Risk-Adjusted Performance

6 of 100

 
Weak
 
Strong
OK
Compared to the overall equity markets, risk-adjusted returns on investments in Jfrog are ranked lower than 6 (%) of all global equities and portfolios over the last 90 days. Despite nearly weak basic indicators, Jfrog reported solid returns over the last few months and may actually be approaching a breakup point.

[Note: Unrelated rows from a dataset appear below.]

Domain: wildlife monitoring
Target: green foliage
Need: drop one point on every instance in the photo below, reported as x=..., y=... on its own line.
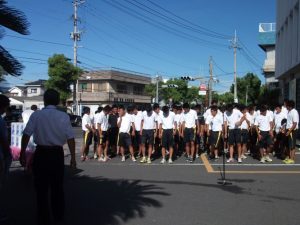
x=14, y=20
x=253, y=82
x=269, y=97
x=62, y=74
x=180, y=94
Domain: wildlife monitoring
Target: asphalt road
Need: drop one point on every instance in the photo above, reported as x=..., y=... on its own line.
x=182, y=194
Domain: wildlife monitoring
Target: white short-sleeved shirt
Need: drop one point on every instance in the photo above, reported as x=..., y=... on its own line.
x=190, y=119
x=137, y=120
x=102, y=119
x=86, y=120
x=278, y=117
x=233, y=118
x=215, y=122
x=149, y=121
x=263, y=122
x=167, y=122
x=26, y=115
x=244, y=124
x=127, y=120
x=177, y=119
x=49, y=127
x=292, y=117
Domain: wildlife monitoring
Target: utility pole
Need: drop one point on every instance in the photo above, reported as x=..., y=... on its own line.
x=235, y=46
x=156, y=98
x=247, y=95
x=75, y=36
x=210, y=81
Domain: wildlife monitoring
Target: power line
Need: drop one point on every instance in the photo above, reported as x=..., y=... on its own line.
x=41, y=41
x=159, y=25
x=189, y=22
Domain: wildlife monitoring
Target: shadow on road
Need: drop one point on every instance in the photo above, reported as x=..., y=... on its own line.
x=89, y=200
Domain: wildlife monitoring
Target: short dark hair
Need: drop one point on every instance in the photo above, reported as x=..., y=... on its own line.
x=51, y=97
x=291, y=104
x=106, y=108
x=165, y=109
x=33, y=107
x=214, y=108
x=4, y=101
x=155, y=106
x=186, y=105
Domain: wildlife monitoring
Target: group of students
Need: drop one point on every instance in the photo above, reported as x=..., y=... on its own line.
x=169, y=132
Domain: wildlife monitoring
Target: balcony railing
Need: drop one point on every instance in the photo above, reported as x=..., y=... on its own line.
x=267, y=27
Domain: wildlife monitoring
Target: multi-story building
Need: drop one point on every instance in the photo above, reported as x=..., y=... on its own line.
x=35, y=88
x=287, y=68
x=266, y=40
x=112, y=86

Alkami Technology and Jfrog Volatility Contrast

   Predicted Return Density   
       Returns  

Pair Trading with Alkami Technology and Jfrog

The main advantage of trading using opposite Alkami Technology and Jfrog positions is that it hedges away some unsystematic risk. Because of two separate transactions, even if Alkami Technology position performs unexpectedly, Jfrog can make up some of the losses. Pair trading also minimizes risk from directional movements in the market. For example, if an entire industry or sector drops because of unexpected headlines, the short position in Jfrog will offset losses from the drop in Jfrog's long position.
The idea behind Alkami Technology and Jfrog pairs trading is to make the combined position market-neutral, meaning the overall market's direction will not affect its win or loss (or potential downside or upside). This can be achieved by designing a pairs trade with two highly correlated stocks or equities that operate in a similar space or sector, making it possible to obtain profits through simple and relatively low-risk investment.
Check out your portfolio center.
Note that this page's information should be used as a complementary analysis to find the right mix of equity instruments to add to your existing portfolios or create a brand new portfolio. You can also try the Watchlist Optimization module to optimize watchlists to build efficient portfolios or rebalance existing positions based on the mean-variance optimization algorithm.